Watch For Initializers With A from Label

Some types provide several initializers that share a from label. One version might accept a Decoder, while another accepts a value such as CGFloat or Double. If autocompletion picks the wrong overload, the compiler can show the decoder message even when your intent has nothing to do with decoding.

  • Read The Full Parameter List — When a suggestion appears in autocomplete, pause long enough to check every parameter type, not just the labels.
  • Prefer Clear Factory Methods — Static helpers with names such as fromJSONString or fromUserDefaults reduce confusion with decoding initializers.

Once every call passes values that match their declarations, the compiler no longer tries to cast a String into a decoder and the code builds normally.

Step By Step Checklist When The Error Will Not Go Away

On larger code bases the message can appear in surprising places. A small helper function or extension can drag the wrong overload into play and keep this compiler message on screen across several files. A systematic walk through the call chain usually solves it.

  1. Locate The Exact Failing Call — Click the error in the sidebar and let Xcode show the function or initializer call that triggers it.
  2. Command Click The Type Or Method Name — Jump to the declaration so you can see the full list of overloads and their parameter types.
  3. Check For Decoder Initializers — Look for init(from: Decoder) and confirm whether your call might be matching that initializer by mistake.
  4. Inspect Generic Helpers — If the method is generic, confirm that the constraints still fit the values you pass.
  5. Clean And Rebuild The Project — Old build artefacts can confuse Xcode; a fresh build helps confirm that the fix is real.

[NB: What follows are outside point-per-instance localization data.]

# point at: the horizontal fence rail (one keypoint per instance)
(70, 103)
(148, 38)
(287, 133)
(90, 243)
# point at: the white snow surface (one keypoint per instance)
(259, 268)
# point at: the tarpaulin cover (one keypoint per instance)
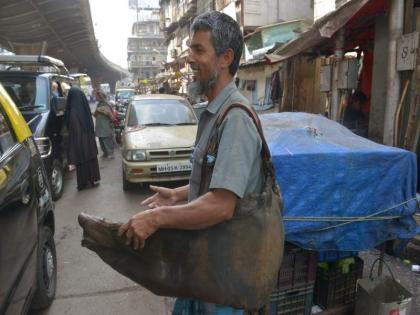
(341, 191)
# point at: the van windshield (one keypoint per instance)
(28, 93)
(156, 112)
(127, 94)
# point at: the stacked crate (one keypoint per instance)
(295, 285)
(336, 280)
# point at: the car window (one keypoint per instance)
(28, 93)
(7, 139)
(124, 94)
(160, 112)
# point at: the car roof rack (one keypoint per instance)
(37, 61)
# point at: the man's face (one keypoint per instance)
(203, 62)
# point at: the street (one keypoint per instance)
(85, 284)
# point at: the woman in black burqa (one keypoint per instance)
(82, 150)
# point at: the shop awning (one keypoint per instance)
(354, 16)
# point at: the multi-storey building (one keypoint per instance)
(146, 52)
(176, 17)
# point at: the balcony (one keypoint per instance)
(134, 64)
(186, 9)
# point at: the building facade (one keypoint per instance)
(146, 52)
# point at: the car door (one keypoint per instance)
(18, 222)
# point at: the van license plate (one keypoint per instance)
(174, 167)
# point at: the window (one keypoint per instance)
(7, 139)
(161, 112)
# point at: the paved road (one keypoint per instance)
(86, 285)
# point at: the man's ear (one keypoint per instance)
(227, 58)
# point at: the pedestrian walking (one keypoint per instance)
(82, 150)
(104, 129)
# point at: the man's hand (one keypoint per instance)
(162, 197)
(138, 229)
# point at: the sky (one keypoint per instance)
(112, 21)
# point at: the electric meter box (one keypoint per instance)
(325, 78)
(348, 74)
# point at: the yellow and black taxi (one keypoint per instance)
(28, 263)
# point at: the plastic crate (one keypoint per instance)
(298, 268)
(296, 301)
(332, 255)
(333, 287)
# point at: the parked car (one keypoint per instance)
(158, 139)
(28, 80)
(122, 96)
(28, 262)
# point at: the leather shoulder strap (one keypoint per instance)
(265, 152)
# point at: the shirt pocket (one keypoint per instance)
(197, 162)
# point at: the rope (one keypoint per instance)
(348, 220)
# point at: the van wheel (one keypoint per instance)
(46, 273)
(57, 180)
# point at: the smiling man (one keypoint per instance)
(215, 51)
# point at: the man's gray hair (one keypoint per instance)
(225, 33)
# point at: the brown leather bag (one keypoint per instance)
(232, 263)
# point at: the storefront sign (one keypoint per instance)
(407, 51)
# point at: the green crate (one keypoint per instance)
(296, 301)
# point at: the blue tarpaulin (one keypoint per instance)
(341, 191)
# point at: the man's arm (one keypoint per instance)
(215, 206)
(165, 196)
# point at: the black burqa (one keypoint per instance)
(82, 150)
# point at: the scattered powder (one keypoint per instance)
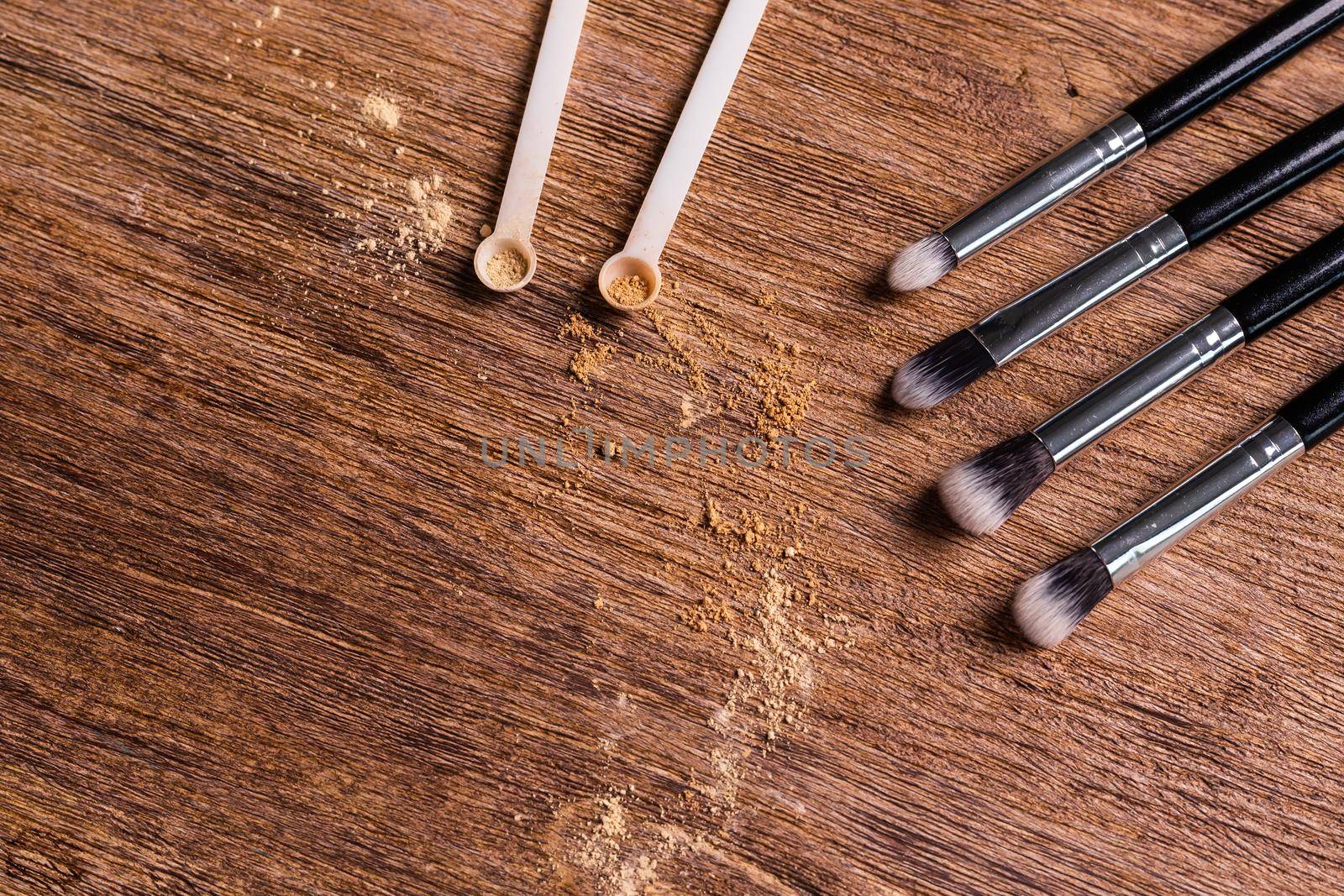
(586, 362)
(784, 402)
(382, 110)
(506, 269)
(709, 610)
(577, 328)
(628, 291)
(430, 217)
(602, 851)
(685, 360)
(781, 674)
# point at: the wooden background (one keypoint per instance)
(269, 624)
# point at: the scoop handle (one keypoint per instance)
(541, 118)
(694, 129)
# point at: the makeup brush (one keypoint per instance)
(951, 365)
(983, 492)
(1050, 605)
(1158, 114)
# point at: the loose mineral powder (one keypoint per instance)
(506, 269)
(628, 291)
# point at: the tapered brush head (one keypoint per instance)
(983, 492)
(921, 264)
(938, 372)
(1052, 604)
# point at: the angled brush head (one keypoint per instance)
(983, 492)
(1052, 604)
(921, 264)
(938, 372)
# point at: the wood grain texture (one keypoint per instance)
(272, 625)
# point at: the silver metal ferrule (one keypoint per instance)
(1144, 382)
(1015, 328)
(1050, 183)
(1171, 517)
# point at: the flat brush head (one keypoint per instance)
(938, 372)
(983, 492)
(922, 264)
(1052, 604)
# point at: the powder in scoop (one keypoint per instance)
(628, 291)
(506, 268)
(381, 110)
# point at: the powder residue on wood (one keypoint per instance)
(784, 399)
(588, 360)
(381, 110)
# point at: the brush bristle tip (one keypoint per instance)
(921, 265)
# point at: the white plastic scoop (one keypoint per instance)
(533, 152)
(682, 157)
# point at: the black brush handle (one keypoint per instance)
(1317, 412)
(1263, 181)
(1263, 46)
(1280, 293)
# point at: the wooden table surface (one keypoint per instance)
(272, 625)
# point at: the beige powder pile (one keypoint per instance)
(784, 399)
(586, 362)
(381, 110)
(628, 291)
(429, 217)
(507, 268)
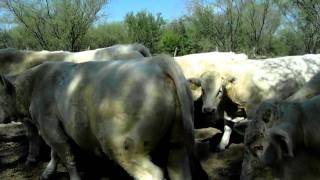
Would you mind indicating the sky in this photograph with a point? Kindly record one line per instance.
(116, 10)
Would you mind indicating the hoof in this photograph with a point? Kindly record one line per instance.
(30, 163)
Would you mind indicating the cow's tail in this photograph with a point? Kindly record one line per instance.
(141, 49)
(173, 70)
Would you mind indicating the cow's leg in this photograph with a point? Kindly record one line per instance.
(133, 158)
(139, 166)
(225, 137)
(52, 166)
(178, 164)
(33, 140)
(56, 138)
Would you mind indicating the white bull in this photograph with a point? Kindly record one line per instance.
(248, 83)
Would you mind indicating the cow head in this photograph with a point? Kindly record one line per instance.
(212, 89)
(281, 132)
(7, 100)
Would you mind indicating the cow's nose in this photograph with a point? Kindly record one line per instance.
(207, 109)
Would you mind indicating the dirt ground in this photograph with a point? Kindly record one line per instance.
(219, 165)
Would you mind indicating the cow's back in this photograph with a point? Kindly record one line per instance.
(113, 100)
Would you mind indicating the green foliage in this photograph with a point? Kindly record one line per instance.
(56, 24)
(105, 35)
(254, 27)
(145, 28)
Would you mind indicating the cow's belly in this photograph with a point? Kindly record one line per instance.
(138, 116)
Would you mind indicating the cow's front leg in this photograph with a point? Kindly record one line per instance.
(55, 137)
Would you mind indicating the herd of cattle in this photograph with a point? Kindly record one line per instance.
(123, 103)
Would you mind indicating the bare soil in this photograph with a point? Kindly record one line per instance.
(224, 165)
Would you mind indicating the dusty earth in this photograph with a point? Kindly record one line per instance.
(13, 147)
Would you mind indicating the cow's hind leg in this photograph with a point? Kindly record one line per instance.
(134, 159)
(140, 167)
(56, 138)
(178, 164)
(33, 140)
(51, 167)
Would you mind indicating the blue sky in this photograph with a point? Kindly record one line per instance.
(116, 10)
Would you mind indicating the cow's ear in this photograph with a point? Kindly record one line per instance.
(8, 86)
(283, 141)
(195, 81)
(229, 79)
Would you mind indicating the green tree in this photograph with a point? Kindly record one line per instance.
(146, 28)
(56, 24)
(107, 34)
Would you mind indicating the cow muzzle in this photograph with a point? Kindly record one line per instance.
(208, 109)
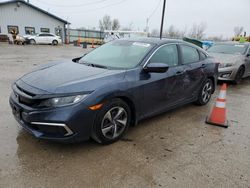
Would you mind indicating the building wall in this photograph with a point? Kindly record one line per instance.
(26, 16)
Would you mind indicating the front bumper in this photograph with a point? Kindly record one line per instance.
(227, 73)
(65, 124)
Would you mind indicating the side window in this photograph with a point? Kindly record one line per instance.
(42, 35)
(29, 30)
(166, 54)
(189, 54)
(45, 30)
(202, 55)
(13, 29)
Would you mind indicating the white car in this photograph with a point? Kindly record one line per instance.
(45, 38)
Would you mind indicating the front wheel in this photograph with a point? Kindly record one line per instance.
(205, 93)
(32, 42)
(112, 122)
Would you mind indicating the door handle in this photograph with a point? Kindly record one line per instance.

During this review you might spot helper functions that accept a Decoder where a Data buffer would make more sense. In those cases adjust the helper signature so that call sites pass the right type directly instead of forcing Swift to guess.

Preventing Decoder Type Errors In Future Projects

Once the project builds again, take a short moment to reduce the chances of hitting the same message later. Small habits around initializers, module boundaries, and decoding helpers make these issues far rarer.

  • Design Clear Initializers For Models — Give core types explicit public initializers with field labels so call sites never depend on synthesized access levels.
  • Keep Decoding Bundled In One Place — Centralize JSONDecoder usage in a small set of functions that always accept Data, not String.
  • Avoid Overloaded Helpers With Loose Types — Use precise signatures so the compiler never has to guess between Decoder, Data, and text.
  • Add Lightweight Unit Tests — Tests that decode known payloads catch mismatches early, long before an error lands in app code.

Regular code review sessions help as well; a teammate can often spot a strange initializer or helper signature before it reaches a shared library.

With these patterns in place, the main keyword can appear rarely, and when this decoder error turns up again you will have a clear path to track it down and correct it.